Anche nel Pd sembrano non esserci «soci». Solo iscritti o elettori al seguito di questo o quel capo. Si ritiene che il popolo non si formi sulla base di relazioni orizzontali tra le persone che mettono i propri interessi, i propri valori e le speranze gli uni nelle mani degli altri, ma si costituisce nella promessa di fedeltà verticale a un Leviatano. In un colpo ci siamo congedati da Aristotele, Tommaso, Marx e il personalismo sociale, insomma da tutta l’antropologia relazionale. Non è certo compito di un partito darsi un’antropologia. Ma è difficile negare che tanti articoli della nostra Costituzione sono anche il frutto dei dialoghi tra Giorgio La Pira, Concetto Marchesi e Lelio Basso, alle cui spalle c’era la tradizione dell’umanesimo relazionale e civile «italiano» che era il sostrato pre-politico di tanti costituenti. Non proprio l’antropologia hobbesiana per capirci.

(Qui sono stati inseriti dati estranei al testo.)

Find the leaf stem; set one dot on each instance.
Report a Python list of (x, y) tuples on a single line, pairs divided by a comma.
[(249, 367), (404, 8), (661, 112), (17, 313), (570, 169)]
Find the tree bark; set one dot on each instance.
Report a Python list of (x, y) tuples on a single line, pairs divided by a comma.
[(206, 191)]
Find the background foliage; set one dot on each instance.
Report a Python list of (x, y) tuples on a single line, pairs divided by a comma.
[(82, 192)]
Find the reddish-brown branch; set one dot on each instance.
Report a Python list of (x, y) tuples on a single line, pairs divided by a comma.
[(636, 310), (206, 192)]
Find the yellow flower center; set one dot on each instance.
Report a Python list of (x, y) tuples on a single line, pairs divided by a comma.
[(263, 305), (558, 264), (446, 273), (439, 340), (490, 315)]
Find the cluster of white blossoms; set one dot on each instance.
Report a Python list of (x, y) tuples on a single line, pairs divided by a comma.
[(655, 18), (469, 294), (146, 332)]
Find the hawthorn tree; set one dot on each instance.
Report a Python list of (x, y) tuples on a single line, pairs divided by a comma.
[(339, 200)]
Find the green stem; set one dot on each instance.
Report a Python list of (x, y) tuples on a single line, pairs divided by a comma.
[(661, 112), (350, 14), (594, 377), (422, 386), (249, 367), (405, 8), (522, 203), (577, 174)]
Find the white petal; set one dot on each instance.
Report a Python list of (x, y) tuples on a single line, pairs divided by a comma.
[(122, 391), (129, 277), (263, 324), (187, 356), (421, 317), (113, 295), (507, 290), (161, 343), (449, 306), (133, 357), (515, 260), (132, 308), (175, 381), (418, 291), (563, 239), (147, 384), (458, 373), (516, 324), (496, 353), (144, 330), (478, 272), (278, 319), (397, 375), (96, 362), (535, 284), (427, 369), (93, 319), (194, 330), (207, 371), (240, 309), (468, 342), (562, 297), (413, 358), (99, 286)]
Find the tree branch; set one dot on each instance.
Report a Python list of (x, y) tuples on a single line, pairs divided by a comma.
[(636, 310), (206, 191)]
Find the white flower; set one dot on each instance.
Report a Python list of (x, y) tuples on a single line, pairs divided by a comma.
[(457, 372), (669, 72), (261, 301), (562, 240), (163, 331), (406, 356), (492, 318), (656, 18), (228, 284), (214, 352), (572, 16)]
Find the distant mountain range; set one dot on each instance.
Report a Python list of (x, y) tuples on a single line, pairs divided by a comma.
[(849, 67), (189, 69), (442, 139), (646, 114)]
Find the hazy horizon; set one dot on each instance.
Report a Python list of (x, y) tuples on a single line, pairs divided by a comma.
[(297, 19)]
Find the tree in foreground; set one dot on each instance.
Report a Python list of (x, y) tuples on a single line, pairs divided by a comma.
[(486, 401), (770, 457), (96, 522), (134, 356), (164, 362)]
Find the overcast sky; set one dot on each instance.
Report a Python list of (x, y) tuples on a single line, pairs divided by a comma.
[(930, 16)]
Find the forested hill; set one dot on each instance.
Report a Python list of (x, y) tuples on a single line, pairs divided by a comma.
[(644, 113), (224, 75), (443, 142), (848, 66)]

Infine ci si potrebbe liberare dal monismo di Hobbes. Quanta mistica unitaria nei nostri discorsi. La Chiesa, lo Stato, il Partito, la Politica, sempre tutto al singolare e maiuscolo. E quanto poco spazio al pluralismo religioso e sociale, al repubblicanesimo e al federalismo. Eppure le tradizioni cristiane, liberali, socialiste hanno saputo pensare la politica e la società come luoghi della pluralità irriducibile. E hanno custodito una sana diffidenza nei confronti della mistica delle unioni umane e dell’illusione che vi possa essere una società con una «direzione politica». In questa idea di una «guida» politica della complessità fa capolino di nuovo il razionalismo astratto, l’idea che si possa esercitare una «egemonia» sulla realtà sociale (idea mai tramontata non solo tra i leninisti maanche tra qualche riformista a cui scappò di usare il termine «egemonia » come sinonimo di «vocazione maggioritaria»).

Ma il compito della politica oggi non è piuttosto quello di far vivere la libertà e fiorire la pluralità entro un orizzonte di giustizia?
E dunque il tema è: pensare un universo plurale in cui ci stanno e le persone e le formazioni sociali, e i partiti e i movimenti e le istituzioni, e gli Stati e le culture. Oggi un partito deve pensarsi dentro questa pluralità irriducibile di coscienze, associazioni, istituzioni che lo costituiscono e lo trascendono, accettando fino in fondo la propria natura strumentale ossia il proprio essere per altro. La storia del Novecento è in gran parte la storia di forme di partito (dal totalitarismo alla partitocrazia) che non hanno accettato il loro limite radicale. Forse tutto questo non è roba da congresso, si dirà, e a ragione. Ma qualche volta discutere sulle questioni radicali aiuta ad aprire qualche buona prospettiva politica.